As part of the MOU, retailers also donate a very small monthly fee towards the testing of products. Supporting retailers are not able to influence TOPIC’s investigations, mandate or actions. TOPIC remains transparent, consumer-led and driven by the public’s nominations.
What is the TOPIC MOU?
TOPIC has drafted a Memorandum of Agreement (MOU) to clearly define what is within – and what is not within – TOPIC’s scope. This document also outlines what is expected of supporting retailers; primarily that they adopt a policy of complete transparency with regard to the origins of their products.
NB : Without complete transparency, TOPIC cannot ascertain many of the product claims which are impossible to detect through laboratory tests.
As part of the MOU, retailers donate a small monthly fee that facilitates the testing of products.

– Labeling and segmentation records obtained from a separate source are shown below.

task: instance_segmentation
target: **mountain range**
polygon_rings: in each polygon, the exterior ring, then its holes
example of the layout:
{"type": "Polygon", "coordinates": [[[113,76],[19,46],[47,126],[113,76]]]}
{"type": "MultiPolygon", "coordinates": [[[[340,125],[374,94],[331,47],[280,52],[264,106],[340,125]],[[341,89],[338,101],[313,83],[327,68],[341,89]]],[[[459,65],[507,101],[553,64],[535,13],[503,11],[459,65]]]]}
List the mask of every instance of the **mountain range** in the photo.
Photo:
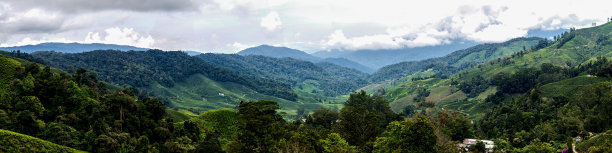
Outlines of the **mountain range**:
{"type": "Polygon", "coordinates": [[[310,55],[304,51],[291,49],[287,47],[275,47],[270,45],[260,45],[257,47],[247,48],[237,53],[238,55],[262,55],[275,58],[289,57],[298,60],[309,61],[313,63],[328,62],[334,63],[347,68],[353,68],[365,73],[373,73],[375,69],[364,66],[356,61],[351,61],[343,57],[320,58],[310,55]]]}

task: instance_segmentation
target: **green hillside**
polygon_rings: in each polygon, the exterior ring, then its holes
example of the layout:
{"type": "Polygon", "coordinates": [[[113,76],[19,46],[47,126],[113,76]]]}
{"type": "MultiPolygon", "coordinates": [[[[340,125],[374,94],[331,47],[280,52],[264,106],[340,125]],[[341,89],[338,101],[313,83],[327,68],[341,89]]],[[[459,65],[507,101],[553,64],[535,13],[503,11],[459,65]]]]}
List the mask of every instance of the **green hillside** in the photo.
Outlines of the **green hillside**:
{"type": "Polygon", "coordinates": [[[36,52],[32,55],[67,71],[78,68],[94,71],[100,80],[120,86],[143,88],[159,83],[164,87],[173,87],[176,82],[199,73],[215,81],[242,84],[266,95],[291,101],[297,99],[287,84],[240,75],[183,52],[97,50],[77,54],[36,52]]]}
{"type": "Polygon", "coordinates": [[[443,57],[421,61],[401,62],[381,68],[376,73],[372,74],[369,79],[373,82],[394,80],[430,68],[435,69],[436,73],[448,75],[492,59],[514,54],[525,48],[536,45],[540,40],[542,39],[535,37],[516,38],[503,43],[476,45],[452,52],[443,57]]]}
{"type": "Polygon", "coordinates": [[[466,114],[476,136],[505,139],[507,150],[521,152],[542,142],[560,150],[568,137],[584,137],[581,131],[612,128],[611,27],[572,29],[448,77],[423,76],[444,68],[416,71],[376,91],[395,112],[416,108],[427,115],[443,108],[466,114]]]}
{"type": "MultiPolygon", "coordinates": [[[[261,94],[244,85],[233,82],[218,82],[209,79],[202,74],[194,74],[182,81],[178,81],[172,87],[165,87],[158,83],[144,88],[152,95],[160,97],[163,101],[170,102],[168,107],[190,110],[201,113],[218,108],[234,108],[240,101],[255,101],[260,99],[274,100],[279,103],[283,112],[295,115],[298,108],[308,111],[321,107],[335,107],[337,104],[323,104],[309,98],[308,93],[298,93],[297,101],[288,101],[282,98],[261,94]]],[[[327,98],[327,99],[331,99],[327,98]]]]}
{"type": "Polygon", "coordinates": [[[29,135],[0,129],[0,152],[84,152],[29,135]]]}
{"type": "MultiPolygon", "coordinates": [[[[494,54],[492,54],[497,56],[491,56],[495,58],[490,58],[493,60],[478,64],[473,68],[460,71],[455,75],[451,75],[448,78],[442,77],[442,79],[448,81],[440,81],[441,83],[423,84],[428,87],[426,90],[429,91],[435,90],[436,86],[451,86],[450,88],[455,89],[451,90],[453,92],[450,93],[440,93],[438,94],[437,98],[428,97],[428,100],[433,102],[440,102],[438,105],[441,107],[463,110],[465,111],[465,113],[475,115],[482,113],[482,111],[486,110],[487,107],[491,106],[490,104],[485,103],[485,99],[487,98],[487,96],[496,93],[496,90],[494,90],[495,85],[492,80],[494,79],[493,77],[498,75],[499,73],[512,74],[522,68],[540,68],[543,63],[551,63],[553,66],[561,66],[561,68],[566,68],[567,70],[565,71],[570,71],[568,68],[573,67],[575,71],[574,73],[585,74],[587,70],[585,70],[584,66],[589,63],[592,63],[593,61],[596,61],[596,57],[612,56],[612,48],[609,48],[612,47],[612,43],[608,43],[612,42],[612,39],[609,39],[609,35],[612,35],[612,33],[610,33],[610,30],[612,30],[610,27],[612,27],[612,24],[608,23],[593,28],[572,30],[569,33],[565,33],[559,37],[556,37],[556,41],[531,39],[531,41],[529,41],[528,43],[531,47],[525,45],[527,42],[520,41],[521,39],[515,39],[506,42],[505,44],[514,45],[508,45],[508,47],[498,47],[494,54]],[[534,44],[534,42],[536,44],[534,44]],[[527,50],[522,50],[522,45],[525,45],[527,50]],[[509,51],[512,49],[516,50],[514,52],[509,51]],[[499,56],[502,54],[506,54],[506,56],[499,56]],[[442,97],[439,97],[440,95],[442,97]],[[460,95],[466,95],[466,97],[460,95]]],[[[468,53],[467,51],[469,50],[475,50],[475,48],[487,47],[484,45],[480,45],[480,47],[472,47],[466,50],[458,51],[457,53],[450,54],[449,56],[446,56],[444,58],[446,58],[448,61],[451,61],[449,63],[457,61],[473,61],[475,59],[472,57],[475,57],[476,55],[481,55],[482,51],[470,52],[471,54],[466,53],[468,53]],[[460,52],[464,53],[461,54],[460,52]]],[[[450,65],[457,64],[454,63],[450,65]]],[[[446,71],[446,73],[449,73],[447,68],[439,67],[433,67],[424,72],[429,71],[439,73],[444,73],[446,71]]],[[[419,82],[412,81],[415,80],[414,78],[417,78],[416,80],[422,78],[423,73],[419,71],[415,72],[417,73],[406,73],[406,77],[397,79],[397,81],[395,81],[394,83],[388,83],[389,85],[395,87],[387,89],[387,93],[401,92],[401,94],[386,94],[385,96],[387,97],[387,99],[393,102],[402,99],[403,101],[399,102],[408,102],[414,104],[414,102],[410,101],[410,99],[406,99],[403,97],[405,97],[406,95],[414,95],[415,93],[412,91],[405,91],[404,89],[402,89],[402,87],[410,86],[419,82]]],[[[452,74],[453,71],[451,70],[450,73],[452,74]]],[[[570,76],[576,75],[579,74],[570,74],[570,76]]],[[[427,76],[425,77],[427,78],[427,76]]],[[[440,76],[435,75],[430,75],[430,77],[440,78],[440,76]]],[[[544,77],[561,77],[553,78],[553,80],[557,81],[564,79],[561,75],[557,74],[547,74],[544,77]]],[[[585,79],[586,77],[578,77],[566,80],[566,82],[577,83],[587,80],[601,80],[602,78],[592,78],[586,80],[585,79]]],[[[563,82],[559,82],[557,84],[562,83],[563,82]]],[[[556,86],[555,84],[551,84],[544,85],[541,89],[545,92],[544,94],[562,95],[563,93],[565,93],[564,91],[569,92],[571,90],[575,90],[576,88],[577,86],[556,86]],[[556,93],[552,91],[555,91],[556,93]]],[[[401,108],[394,108],[394,110],[400,109],[401,108]]]]}
{"type": "MultiPolygon", "coordinates": [[[[292,87],[307,81],[313,82],[315,94],[333,97],[346,95],[366,85],[368,74],[331,63],[311,63],[291,58],[235,54],[201,54],[198,57],[211,64],[235,70],[244,75],[269,78],[291,84],[292,87]]],[[[312,92],[313,90],[309,91],[312,92]]]]}

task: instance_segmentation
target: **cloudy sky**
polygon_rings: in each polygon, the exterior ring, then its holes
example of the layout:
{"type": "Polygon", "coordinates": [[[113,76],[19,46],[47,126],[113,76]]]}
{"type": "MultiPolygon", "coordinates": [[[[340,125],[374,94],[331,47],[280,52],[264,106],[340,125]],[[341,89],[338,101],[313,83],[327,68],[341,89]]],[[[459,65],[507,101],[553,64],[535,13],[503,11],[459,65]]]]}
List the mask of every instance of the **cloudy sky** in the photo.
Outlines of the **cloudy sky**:
{"type": "Polygon", "coordinates": [[[0,46],[112,43],[234,53],[260,44],[320,50],[500,42],[588,27],[608,0],[0,0],[0,46]]]}

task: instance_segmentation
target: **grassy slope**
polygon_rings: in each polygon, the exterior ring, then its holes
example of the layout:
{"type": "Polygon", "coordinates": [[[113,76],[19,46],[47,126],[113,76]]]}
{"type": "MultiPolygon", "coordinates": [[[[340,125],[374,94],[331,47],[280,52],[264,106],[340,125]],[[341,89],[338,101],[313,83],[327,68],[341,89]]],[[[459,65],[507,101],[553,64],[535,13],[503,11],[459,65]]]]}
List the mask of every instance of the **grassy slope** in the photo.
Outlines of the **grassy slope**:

These retailers are unable to influence TOPIC’s investigations, mandate or actions. TOPIC resolves to remain always transparent, ethically-bound and driven by the public’s nominations.
Organic Certifiers work with TOPIC
As well as engaging with producers and consumers, we are in dialogue with several organic certifiers in South Africa. These organisations have indicated that they are pleased to be collaborating with us to ensure that labels on organic products are accurate and trustworthy.
TOPIC accepts tip offs via email, which are kept completely confidential. We invite anyone who is aware of any type of incorrect labelling to let us know via the firstname.lastname@example.org email address.
During November a forged organic certificate was brought to our attention. This counterfeit document is available via the TOPIC website. The document claims that ANR Agencies in Pietermaritzburg is certified organic for cashew and pistachio nuts by CERES (Certification of Environmental Standards GmbH).
We have confirmed with CERES that this certificate is indeed a forgery.
A case of fraud is currently being investigated by SAPS.
Introducing TOPIC’s Panel of Experts
TOPIC has attracted a panel of individuals who are well-known within the organic sector. This panel includes Mpumelelo Ncwadi (Nelson Mandela Scholar, Sainsbury Fellow at Cambridge University and founder of The Indwe Trust), Rob Small (Founder of the Farm and Garden National Trust and Co-founder of Abalimi Bezekhaya & Harvest of Hope) & Peter Becker (Consumer Advocate & TOPIC Spokesperson).
In the words of Rob Small : “The way to change the world is to buy ethical. The way to make sure something is ethical is use and support TOPIC.”
A Few Final Words
For us at TOPIC it has been a busy and engaging first two months. We are excited about the future as we continue to grow in support and strength.
We will continue to take the lead from consumers who nominate a product label on social media or anonymously through email@example.com before engaging with producers, conducting investigations, “field” testing and laboratory testing. Funding received from both consumers and retailers enables this to happen and we are grateful for all your support and encouragement.
Together we can make transparency and consumer empowerment the norm in the organic and natural industry.